Nestes primeiros dias do ano de 2021, todos os meios de comunicação têm dado grande e justificado destaque à presidência portuguesa que agora começa.
Mas há um problema para o qual queria chamar a vossa atenção: os títulos de jornais e rodapés televisivos em que se refere a "Presidência portuguesa da União Europeia" são completamente desadequados e isso tem alguma gravidade que pode passar despercebida. Por duas razões.
A primeira e mais elementar é porque são falsos. Portugal não tem a Presidência da União Europeia porque isso não existe, a União Europeia pura e simplesmente não tem Presidência, nem Presidente. Portugal tem um Presidente, os Estados Unidos também, a União Europeia não tem. E isso não é um acaso nem um pormenor. Foi uma opção bastante ponderada, muito discutida e, penso eu, bastante sensata.
É claro que há muitas Presidências na UE já que as suas instituições são:
– o Parlamento Europeu
– o Conselho Europeu
– o Conselho
– a Comissão Europeia
– o Tribunal de Justiça da União Europeia
– o Banco Central Europeu
– o Tribunal de Contas.
O Parlamento Europeu, o Conselho e a Comissão são ainda assistidos por um Comité Económico e Social e por um Comité das Regiões, que exercem funções consultivas.
Ora, e falando só nas principais instituições políticas da UE, o Parlamento Europeu tem o seu Presidente (o italiano David-Maria Sassoli), o Conselho Europeu tem o seu Presidente (o belga Charles Michel), a Comissão Europeia tem a sua Presidente (a alemã Ursula von der Leyen) e só o Conselho (ou Conselho da UE ou Conselho de Ministros) tem uma Presidência rotativa e é essa que cabe agora a Portugal. Presidiremos a uma das sete (ou nove, com os comités consultivos) instituições da UE.

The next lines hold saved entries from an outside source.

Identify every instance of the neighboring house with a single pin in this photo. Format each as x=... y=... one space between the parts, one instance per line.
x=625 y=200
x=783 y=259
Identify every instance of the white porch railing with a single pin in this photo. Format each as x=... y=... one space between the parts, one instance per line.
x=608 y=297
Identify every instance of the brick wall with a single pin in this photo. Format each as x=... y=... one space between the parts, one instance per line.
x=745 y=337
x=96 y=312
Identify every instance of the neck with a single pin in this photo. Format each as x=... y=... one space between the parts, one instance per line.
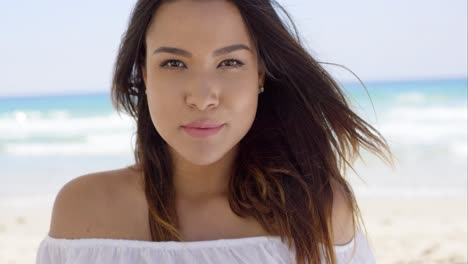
x=201 y=182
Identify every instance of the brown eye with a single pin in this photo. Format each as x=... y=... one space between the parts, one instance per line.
x=232 y=63
x=172 y=64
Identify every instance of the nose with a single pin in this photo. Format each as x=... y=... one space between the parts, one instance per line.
x=202 y=94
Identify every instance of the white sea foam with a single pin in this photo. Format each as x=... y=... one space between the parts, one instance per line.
x=424 y=125
x=58 y=133
x=410 y=98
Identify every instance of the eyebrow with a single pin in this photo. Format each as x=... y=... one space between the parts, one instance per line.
x=217 y=52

Mas, mesmo no estrito âmbito do Conselho da UE, quando se reúnem os Ministros dos Negócios Estrangeiros, este é presidido pelo Alto-Representante para os Negócios Estrangeiros e a Política de Segurança, que é também Vice-Presidente da Comissão Europeia (o espanhol Josep Borrell Fontelles). E a reunião do Eurogrupo - que já foi presidido por Mário Centeno -, também tem um presidente permanente (o irlandês Paschal Donohoe).
Não se pretende com esta nota desvalorizar a Presidência Portuguesa, que tem a sua importância e um programa com pontos interessantes e positivos, nomeadamente a realização da Cimeira Social do Porto, a 7 de Maio, afirmando a vontade de concretizar o Pilar Social da União Europeia. Nem se pretende desvalorizar o papel dos governantes, diplomatas e funcionários portugueses na condução dos trabalhos e reuniões que lhes competirá presidir.
Pretende-se, isso sim, alertar para o facto de que todo este tratamento jornalístico da Presidência rotativa do Conselho como se fosse a "Presidência da UE" é objectivamente errado, prestando portanto um mau serviço à população porque não a ajuda a compreender o funcionamento institucional da UE, já de si suficientemente complicado e difícil de compreender.
Mas, mais grave do que isso, este erro generalizado dos nossos meios de comunicação - muito provavelmente sem que tenham qualquer intenção de o fazer - acaba por ajudar aos intentos daqueles que pretendem uma maior governamentalização da UE, um maior protagonismo dos governos e do seu Conselho em detrimento do papel da Comissão e do Parlamento Europeu, um retrocesso político e institucional face a um movimento contrário que teve vencimento com a aprovação do Tratado de Lisboa. Como se refere no site oficial do Parlamento Europeu:
"O Tratado de Lisboa, que entrou em vigor no final de 2009, conferiu novos poderes legislativos ao Parlamento Europeu, colocando-o em pé de igualdade com o Conselho de Ministros no processo de tomada de decisões sobre o que a UE faz e a forma como o dinheiro é utilizado. Também alterou a forma como o Parlamento coopera com outras instituições, conferindo aos deputados ao PE um maior peso na condução da UE. Todas estas reformas garantem que o seu voto nas eleições europeias influa de forma ainda mais decisiva na escolha do rumo a seguir pela Europa."
Sugerir, subliminarmente que seja, que o Conselho de Ministros preside à União é pois, não só uma afronta ao Tratado, mas também contrário à recente evolução do projecto europeu no sentido de dar mais peso aos representantes directamente eleitos pelos povos. Os nossos jornalistas deveriam ter isso em conta quando usam a expressão factualmente errónea de "Presidência da União Europeia".